You're in /r/FEA, so I assume that you're interested in creating volumetric meshes for finite element analysis. But it looks like CloudCompare's mesh processing is specifically for surface meshes. It probably uses Delaunay Triangulation to generate surface triangles, not to generate volumetric tetrahedra. If so, you'll need to export that surface mesh from CloudCompare and import it into a finite element mesher like Gmsh. But be aware that generating a mesh of hexahedral (brick) elements will require a lot more manual effort than tetrahedral elements. The only mesher I know that focuses on hexahedral elements is SnappyHexMesh.
He's right about gmsh only writing uns grids.
From the documentation : > All the meshes produced by Gmsh are considered as “unstructured”, even if they were generated in a “structured” way (e.g., by extrusion). This implies that the mesh elements are completely defined simply by an ordered list of their nodes, and that no predefined ordering relation is assumed between any two elements.
I know that there is FEA software that is optimized for the case you've described. I remember seeing some posters from someone at ETH Zurich that had voxels from CT data directly converted to hex elements and solved in this specialized software. But now I can't find it.
But it sounds like you're looking for a straightforward conversion so you can spend less time setting up the model.
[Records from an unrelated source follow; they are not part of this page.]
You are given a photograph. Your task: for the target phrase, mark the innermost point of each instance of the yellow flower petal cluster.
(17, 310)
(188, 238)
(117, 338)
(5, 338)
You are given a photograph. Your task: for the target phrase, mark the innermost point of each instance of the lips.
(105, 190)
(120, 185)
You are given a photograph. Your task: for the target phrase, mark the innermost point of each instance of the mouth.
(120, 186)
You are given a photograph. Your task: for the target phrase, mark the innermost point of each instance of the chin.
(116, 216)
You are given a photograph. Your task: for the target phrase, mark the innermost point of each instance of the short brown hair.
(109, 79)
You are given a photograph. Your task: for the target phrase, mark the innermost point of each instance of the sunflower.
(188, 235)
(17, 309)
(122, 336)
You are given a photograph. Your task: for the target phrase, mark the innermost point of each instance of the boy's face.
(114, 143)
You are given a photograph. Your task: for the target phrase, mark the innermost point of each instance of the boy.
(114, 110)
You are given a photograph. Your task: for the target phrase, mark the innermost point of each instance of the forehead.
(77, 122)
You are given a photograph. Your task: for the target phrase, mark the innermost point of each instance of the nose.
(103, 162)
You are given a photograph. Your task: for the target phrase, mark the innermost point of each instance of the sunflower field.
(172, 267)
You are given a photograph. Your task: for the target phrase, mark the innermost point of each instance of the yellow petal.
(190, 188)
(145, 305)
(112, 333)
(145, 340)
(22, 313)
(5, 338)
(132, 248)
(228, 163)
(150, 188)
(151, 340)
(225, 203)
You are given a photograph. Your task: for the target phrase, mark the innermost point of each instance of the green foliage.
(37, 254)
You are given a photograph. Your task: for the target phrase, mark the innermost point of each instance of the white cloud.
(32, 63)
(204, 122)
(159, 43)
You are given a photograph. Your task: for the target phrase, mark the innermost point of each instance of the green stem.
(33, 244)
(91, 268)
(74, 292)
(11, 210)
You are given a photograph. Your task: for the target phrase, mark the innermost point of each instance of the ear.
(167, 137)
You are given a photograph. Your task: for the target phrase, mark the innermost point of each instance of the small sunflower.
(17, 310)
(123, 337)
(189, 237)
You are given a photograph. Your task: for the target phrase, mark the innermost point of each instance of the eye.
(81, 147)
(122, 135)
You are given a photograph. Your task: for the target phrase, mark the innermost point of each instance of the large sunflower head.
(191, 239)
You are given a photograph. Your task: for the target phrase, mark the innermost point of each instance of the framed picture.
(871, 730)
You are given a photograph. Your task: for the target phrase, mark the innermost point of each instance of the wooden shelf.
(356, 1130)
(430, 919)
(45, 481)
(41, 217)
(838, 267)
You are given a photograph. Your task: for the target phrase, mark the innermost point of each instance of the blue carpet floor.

The software I'm remembering is very specialized, so I'm going to guess that quick set-up is not necessarily its priority.
You might have an easier time using the more standard approach: convert your voxel data to a surface model (your segmentation software should be able to this automatically), mesh the surface model with tet elements (Gmsh is one free and open option for this), then solve in any FEA package of your choice (maybe Calculix, or you could use FEBio which is free for research, but not fully free and open).